Cette échéance, dont il est encore permis d’espérer, à l’heure où ces lignes sont écrites, qu’elle ne donnera pas lieu au passage à l’acte, soulève la question de l’ambigüité de l’attitude de la communauté internationale vis-à-vis du Royaume.
La peine de mort y est appliquée avec une intensité parmi les plus élevées du monde à l’exception de l’Iran et peut-être de la Corée du nord: 90 exécutions en 2014, pour une population de 30 millions (35 aux Etats Unis pour une population dix fois supérieure). Leur nombre risque de doubler en 2015 dans la mesure où le chiffre de 90 était déjà atteint fin mai. La décapitation n’épargne pas les femmes. La moitié des personnes qui la subissent sont de nationalité étrangère. Le châtiment prévu d’Ali Al Nimr montre qu’une partie des peines capitales prononcées ne sont pas liées à des crimes de droit commun mais, à l’image d’un Etat totalitaire, à la répression d’activités politiques.
Or, l’Arabie saoudite fait l’objet d’une clémence, voire d’un aveuglement volontaire de la communauté internationale face à cette réalité. Malgré le nombre des peines de mort exécutées, malgré la sentence à la peine capitale prononcées pour des raisons politiques contre un adolescent, l’ambassadeur d’Arabie saoudite auprès des Nations-unies à Genève vient d’être désigné pour présider le conseil des droits de l’homme de l’ONU.
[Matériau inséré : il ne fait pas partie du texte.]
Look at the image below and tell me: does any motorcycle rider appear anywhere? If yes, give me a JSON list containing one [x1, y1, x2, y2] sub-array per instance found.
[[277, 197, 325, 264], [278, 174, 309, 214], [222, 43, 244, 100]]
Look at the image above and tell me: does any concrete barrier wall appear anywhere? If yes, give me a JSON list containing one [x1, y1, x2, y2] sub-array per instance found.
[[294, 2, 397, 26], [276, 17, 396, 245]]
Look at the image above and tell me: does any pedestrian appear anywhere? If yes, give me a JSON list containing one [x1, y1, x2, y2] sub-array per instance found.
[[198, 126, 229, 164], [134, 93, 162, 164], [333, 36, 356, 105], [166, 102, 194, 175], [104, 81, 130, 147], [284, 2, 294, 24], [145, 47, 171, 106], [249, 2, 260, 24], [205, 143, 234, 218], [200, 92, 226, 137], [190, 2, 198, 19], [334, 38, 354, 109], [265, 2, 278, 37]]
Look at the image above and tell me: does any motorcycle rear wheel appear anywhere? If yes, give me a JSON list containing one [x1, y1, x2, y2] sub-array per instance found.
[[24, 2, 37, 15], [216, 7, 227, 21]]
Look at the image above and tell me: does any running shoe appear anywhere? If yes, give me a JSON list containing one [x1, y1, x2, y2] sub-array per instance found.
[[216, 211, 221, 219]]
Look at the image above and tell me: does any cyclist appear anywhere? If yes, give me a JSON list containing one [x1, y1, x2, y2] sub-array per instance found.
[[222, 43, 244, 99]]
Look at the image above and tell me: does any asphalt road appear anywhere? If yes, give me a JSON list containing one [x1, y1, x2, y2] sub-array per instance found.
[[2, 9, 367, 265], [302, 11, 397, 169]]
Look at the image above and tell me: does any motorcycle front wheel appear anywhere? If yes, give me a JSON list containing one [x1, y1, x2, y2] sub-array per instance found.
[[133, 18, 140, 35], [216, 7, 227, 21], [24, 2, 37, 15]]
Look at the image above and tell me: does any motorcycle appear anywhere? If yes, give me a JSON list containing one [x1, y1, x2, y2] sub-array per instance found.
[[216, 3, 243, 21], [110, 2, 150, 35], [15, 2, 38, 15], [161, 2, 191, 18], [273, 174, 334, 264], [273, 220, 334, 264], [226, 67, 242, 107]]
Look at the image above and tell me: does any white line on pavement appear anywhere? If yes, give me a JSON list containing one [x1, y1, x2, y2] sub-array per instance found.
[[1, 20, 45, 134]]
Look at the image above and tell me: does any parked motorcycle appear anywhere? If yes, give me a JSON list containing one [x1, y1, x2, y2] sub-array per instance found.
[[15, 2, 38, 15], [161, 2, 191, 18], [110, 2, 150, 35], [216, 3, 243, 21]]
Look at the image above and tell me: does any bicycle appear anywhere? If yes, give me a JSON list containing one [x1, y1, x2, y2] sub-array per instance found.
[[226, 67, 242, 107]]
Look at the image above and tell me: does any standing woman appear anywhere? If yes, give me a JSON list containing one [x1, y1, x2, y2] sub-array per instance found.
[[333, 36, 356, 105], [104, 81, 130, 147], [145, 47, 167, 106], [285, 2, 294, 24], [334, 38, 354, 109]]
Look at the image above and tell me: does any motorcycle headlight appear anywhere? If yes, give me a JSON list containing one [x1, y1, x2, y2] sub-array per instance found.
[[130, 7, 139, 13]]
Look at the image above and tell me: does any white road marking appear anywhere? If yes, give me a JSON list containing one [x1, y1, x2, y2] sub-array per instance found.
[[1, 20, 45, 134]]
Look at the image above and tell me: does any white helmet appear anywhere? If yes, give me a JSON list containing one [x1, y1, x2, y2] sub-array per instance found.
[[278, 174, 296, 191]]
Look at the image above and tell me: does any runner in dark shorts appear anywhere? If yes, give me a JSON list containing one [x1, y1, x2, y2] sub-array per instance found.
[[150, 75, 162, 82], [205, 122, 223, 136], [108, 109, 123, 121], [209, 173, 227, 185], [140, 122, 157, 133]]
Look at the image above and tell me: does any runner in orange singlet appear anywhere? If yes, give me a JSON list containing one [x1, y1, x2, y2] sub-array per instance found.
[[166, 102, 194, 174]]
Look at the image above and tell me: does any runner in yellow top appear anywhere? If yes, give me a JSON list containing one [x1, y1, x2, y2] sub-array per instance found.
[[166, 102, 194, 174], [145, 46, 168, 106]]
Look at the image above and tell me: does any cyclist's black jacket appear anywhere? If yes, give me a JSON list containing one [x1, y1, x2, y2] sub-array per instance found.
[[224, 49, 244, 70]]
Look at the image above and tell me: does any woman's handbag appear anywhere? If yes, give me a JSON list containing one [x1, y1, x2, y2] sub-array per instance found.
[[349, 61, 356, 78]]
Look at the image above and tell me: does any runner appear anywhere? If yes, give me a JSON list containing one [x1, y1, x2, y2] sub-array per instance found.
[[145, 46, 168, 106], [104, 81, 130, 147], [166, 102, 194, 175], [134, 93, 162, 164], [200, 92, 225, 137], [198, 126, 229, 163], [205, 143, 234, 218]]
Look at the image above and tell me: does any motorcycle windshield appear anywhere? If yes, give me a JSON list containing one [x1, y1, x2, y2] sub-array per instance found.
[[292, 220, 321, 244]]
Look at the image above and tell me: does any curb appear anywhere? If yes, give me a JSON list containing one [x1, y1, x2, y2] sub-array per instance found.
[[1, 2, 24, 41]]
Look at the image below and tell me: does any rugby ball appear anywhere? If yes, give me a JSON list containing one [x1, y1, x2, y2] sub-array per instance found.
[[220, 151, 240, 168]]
La raison de cette cécité de la communauté internationale tient à une raison simple qui vient aussitôt à l’esprit: l’Arabie saoudite détient un cinquième des réserves de pétrole de la planète. Elle est, avec des variantes suivant les années, le premier producteur du monde (11,5 millions de barils/jour). Elle représente l’élément de stabilité d’une région qui possède la moitié des stocks d’or noir connus.
L’Arabie saoudite détient ainsi entre ses mains une des clés de la croissance mondiale, du commerce international, de la prospérité des grandes puissances industrielles et de l’avenir des pays émergents. Elle bénéficie dès lors d’une sorte d’impunité au regard des actes qui y sont commis. D’ailleurs, les défenseurs des droits de l’homme, intellectuels et associations – qui accusent à grands cris, envers et contre toute évidence, l’Europe de s’être érigée en «forteresse» – se montrent étrangement indifférents sinon muets face aux exécutions commises par le Royaume.
Outre le sentiment d’horreur engendré, la décapitation d’un jeune homme, presque un enfant, si par malheur elle était commise, représenterait un signal alarmant relatif à la stabilité de l’Arabie saoudite. Un acte aussi terrifiant que l’exécution d’un quasi-adolescent, comme par une sorte de fuite en avant dans la cruauté, serait ressenti comme révélateur d’une fragilité des fondements sur lesquels repose le Royaume. Un régime qui a besoin de la peur et d’un tel niveau de violence étatique pour assurer sa préservation, manifeste à l’évidence sa précarité. Et au-delà, nous sentons bien à quel point la croissance mondiale, la prospérité du monde occidental et la paix internationale reposent en ce moment sur un baril de poudre.